The team’s radio play-by-play announcer, Dave Logan, three days after his call of Tebow’s game-winning playoff touchdown pass (1/11), was fired from his coaching position at Mullen High, an independent Catholic school in Denver. He was 110-12, with four state titles, in nine years at Mullen, following successful runs at two other Colorado high schools.


According to a 1/13 Denver Post story, wins and losses weren’t the issue in Logan’s firing. A big problem was Logan could not get on the good side of Mullen president and CEO Ryan Clement.

Like Logan, Clement wanted to have a coaching job, too, according to the Post: “But sources confirmed that trouble started before last season, when Mullen administrators wanted as many as three in-building assistants on Logan’s staff, including Clement as a possible quarterbacks coach. Logan would only allow that change as “their prerogative.”

New Mullen principal Jim Gmelich and Clement were prominent in making the decision to fire Logan, along with the board of trustees, which approved the move.

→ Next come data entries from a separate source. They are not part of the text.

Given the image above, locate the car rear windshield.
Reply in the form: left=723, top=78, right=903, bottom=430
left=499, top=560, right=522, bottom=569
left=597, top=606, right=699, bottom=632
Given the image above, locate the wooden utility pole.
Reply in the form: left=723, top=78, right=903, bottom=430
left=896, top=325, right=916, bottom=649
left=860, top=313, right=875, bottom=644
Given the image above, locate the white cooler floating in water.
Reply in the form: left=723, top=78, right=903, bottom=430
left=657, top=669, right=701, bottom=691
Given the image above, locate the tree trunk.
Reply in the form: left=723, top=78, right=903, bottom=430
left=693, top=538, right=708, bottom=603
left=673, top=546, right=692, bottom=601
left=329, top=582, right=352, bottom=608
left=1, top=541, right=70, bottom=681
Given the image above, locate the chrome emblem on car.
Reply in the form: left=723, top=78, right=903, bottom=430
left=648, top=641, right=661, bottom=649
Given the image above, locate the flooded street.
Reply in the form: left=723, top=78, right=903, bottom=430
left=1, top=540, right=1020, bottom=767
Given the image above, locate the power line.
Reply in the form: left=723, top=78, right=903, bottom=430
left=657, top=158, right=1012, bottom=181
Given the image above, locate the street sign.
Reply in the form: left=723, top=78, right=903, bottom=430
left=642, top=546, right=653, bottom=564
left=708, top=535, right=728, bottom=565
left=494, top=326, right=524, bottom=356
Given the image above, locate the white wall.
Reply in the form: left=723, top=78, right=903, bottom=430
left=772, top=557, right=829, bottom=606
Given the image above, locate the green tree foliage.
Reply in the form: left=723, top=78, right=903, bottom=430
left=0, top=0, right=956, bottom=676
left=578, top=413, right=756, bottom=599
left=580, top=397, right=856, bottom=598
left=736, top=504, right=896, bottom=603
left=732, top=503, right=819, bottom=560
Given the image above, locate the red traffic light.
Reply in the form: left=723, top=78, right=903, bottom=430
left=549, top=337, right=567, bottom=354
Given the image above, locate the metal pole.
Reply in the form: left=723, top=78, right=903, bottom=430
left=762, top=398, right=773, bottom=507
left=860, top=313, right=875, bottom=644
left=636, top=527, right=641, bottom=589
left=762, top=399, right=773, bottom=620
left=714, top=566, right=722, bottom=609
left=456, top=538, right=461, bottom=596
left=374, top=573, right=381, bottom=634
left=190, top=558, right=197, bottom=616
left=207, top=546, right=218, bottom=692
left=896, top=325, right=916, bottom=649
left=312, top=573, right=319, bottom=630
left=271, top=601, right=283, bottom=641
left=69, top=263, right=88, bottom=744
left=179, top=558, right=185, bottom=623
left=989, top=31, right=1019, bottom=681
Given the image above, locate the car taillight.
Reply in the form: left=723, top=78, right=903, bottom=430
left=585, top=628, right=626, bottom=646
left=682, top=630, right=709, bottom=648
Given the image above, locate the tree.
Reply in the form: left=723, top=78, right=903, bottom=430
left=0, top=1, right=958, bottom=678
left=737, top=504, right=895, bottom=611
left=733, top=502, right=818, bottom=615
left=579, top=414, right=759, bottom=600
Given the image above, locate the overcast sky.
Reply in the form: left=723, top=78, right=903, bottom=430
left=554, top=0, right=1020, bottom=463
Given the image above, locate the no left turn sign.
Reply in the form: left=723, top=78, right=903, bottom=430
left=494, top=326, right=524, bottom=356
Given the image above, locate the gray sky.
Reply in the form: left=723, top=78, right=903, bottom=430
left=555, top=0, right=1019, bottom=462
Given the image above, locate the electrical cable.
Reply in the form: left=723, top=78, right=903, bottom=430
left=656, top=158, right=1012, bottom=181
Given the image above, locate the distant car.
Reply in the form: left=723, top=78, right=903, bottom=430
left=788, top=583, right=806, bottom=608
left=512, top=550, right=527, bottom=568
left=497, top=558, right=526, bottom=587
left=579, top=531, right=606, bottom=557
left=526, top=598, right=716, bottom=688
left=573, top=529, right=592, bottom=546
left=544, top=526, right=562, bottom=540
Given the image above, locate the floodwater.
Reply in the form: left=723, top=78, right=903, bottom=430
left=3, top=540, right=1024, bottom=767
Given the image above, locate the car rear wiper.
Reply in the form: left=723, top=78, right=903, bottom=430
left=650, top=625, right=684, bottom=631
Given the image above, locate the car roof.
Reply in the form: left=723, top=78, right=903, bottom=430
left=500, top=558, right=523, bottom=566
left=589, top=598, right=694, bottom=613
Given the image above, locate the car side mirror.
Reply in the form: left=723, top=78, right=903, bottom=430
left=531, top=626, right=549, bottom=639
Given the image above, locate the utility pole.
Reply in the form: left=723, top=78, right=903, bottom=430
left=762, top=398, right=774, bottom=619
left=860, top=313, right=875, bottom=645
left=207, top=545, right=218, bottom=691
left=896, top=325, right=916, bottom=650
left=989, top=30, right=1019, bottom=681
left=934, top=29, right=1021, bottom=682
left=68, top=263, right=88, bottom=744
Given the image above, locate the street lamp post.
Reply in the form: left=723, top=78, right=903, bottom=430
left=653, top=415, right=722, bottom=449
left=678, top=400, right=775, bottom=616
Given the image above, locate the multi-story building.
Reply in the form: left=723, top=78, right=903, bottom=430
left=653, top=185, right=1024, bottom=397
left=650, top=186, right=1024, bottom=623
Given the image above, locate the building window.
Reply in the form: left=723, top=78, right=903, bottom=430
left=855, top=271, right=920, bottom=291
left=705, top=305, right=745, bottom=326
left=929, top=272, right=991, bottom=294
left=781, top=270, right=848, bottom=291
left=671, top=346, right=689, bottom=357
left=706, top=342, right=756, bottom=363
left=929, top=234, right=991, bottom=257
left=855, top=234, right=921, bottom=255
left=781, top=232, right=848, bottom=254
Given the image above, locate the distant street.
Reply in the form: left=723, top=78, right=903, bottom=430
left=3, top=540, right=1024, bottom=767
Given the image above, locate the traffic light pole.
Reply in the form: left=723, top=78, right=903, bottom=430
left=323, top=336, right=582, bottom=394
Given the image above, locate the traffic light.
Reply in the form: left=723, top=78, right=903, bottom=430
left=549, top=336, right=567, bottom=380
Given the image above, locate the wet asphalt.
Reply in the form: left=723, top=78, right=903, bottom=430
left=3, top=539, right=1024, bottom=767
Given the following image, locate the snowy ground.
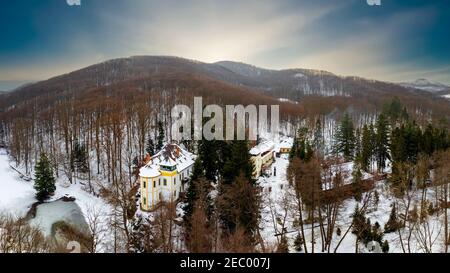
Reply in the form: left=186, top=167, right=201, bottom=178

Clement, however, told the Post the issue was Logan’s celebrity (he’s also a radio talk show host) and a desire to have a full-time staff member as Mullen’s coach. Logan was unpaid, and spread what would have been his salary to his assistants. From the Post:

“[Clement said] the popular talk show host and longtime Broncos announcer had become the face of the school and that’s not what the new administration wanted, especially from someone who didn’t work at the school full time. In the case of Coach Logan, he had a greater celebrity outside, which was even magnified more. The analysis of the impact on our culture is magnified by how the head football coach engages within the school. For that position, we felt we needed to have (the coach) be full-time faculty. If our greatest asset is our football coach, who’s not here very often, you can see it’s not who we’ve been.”

Logan won’t be out of work as a coach for long. Denver media report schools are already lining up to make him an offer. That’s no surprise. Not only has he won (his career high school coaching record is 201-43), but he’s also extremely popular both among his Mullen players and students (who staged a protest after his firing), and among the Denver public at large.